P-Brain.ai icon indicating copy to clipboard operation
P-Brain.ai copied to clipboard

Contribution Request: Offline speech recognition

Open patrickjquinn opened this issue 8 years ago • 28 comments

Hi guys, I want to include offline speech recognition that's open source to this project, initially just for English. It might be worth investigating the work of XNOR.ai and failing that, building a full, optimised model for PocketSphinx.

Longer term id like this model to to be trained by interactions with the platform and then have some sort of central repository for the model so it can be synced across all instances of the platform.

Any one willing to help? Or have any ideas?

patrickjquinn avatar Jan 28 '17 17:01 patrickjquinn

Willing to do what i can to help! :)

h4ckd0tm3 avatar Jan 28 '17 17:01 h4ckd0tm3

Excellent thanks for the offer, what skills do you posses?

patrickjquinn avatar Jan 28 '17 18:01 patrickjquinn

PHP, HTML, JavaScript, Java, C#....

I graduated at a Secondary Technical College in Engeneering in Austria. Working as Sysadmin. Advanced Linux skills.

Never worked with Node.js before but basic knowlege.

h4ckd0tm3 avatar Jan 28 '17 18:01 h4ckd0tm3

Okay that's perfect, have you ever worked with PocketSphinx or CMUSphinx before?

patrickjquinn avatar Jan 28 '17 18:01 patrickjquinn

@patrickjquinn Which module is currently providing the speech recognition?
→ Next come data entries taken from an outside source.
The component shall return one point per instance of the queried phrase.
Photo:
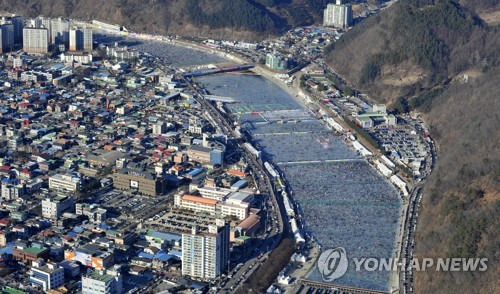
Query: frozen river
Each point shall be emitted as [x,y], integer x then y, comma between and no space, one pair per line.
[344,202]
[173,54]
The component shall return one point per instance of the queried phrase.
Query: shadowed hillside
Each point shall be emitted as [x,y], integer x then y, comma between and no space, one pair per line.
[441,59]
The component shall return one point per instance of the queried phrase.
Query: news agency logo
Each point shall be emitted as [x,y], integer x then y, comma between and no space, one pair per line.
[332,264]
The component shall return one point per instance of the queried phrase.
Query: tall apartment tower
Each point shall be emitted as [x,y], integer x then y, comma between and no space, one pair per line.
[36,40]
[6,37]
[205,254]
[80,39]
[42,22]
[18,23]
[338,15]
[59,31]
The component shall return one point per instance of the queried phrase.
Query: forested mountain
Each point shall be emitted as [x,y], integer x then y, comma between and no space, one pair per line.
[244,19]
[441,59]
Marak avatar Jan 28 '17 18:01 Marak

@patrickjquinn No but looks interesting! And im willing to study this shit xD

@Marak As far as i know annyang

h4ckd0tm3 avatar Jan 28 '17 19:01 h4ckd0tm3

Ah the person behind say! I'm using your fantastic module for the RasPi client!

At the moment, it's done using online APIs ( Google cloud speech and Wit.ai) and node-record-lpc16 to handle speech recognition on the clients.

I've experimented with PocketSphinx but found it to be...too unreliable.

Hence my desire to build something more fit-for task that can be trained dynamically and manually by the community. Open source SST would be a massive coo for the open source community working on projects such as this.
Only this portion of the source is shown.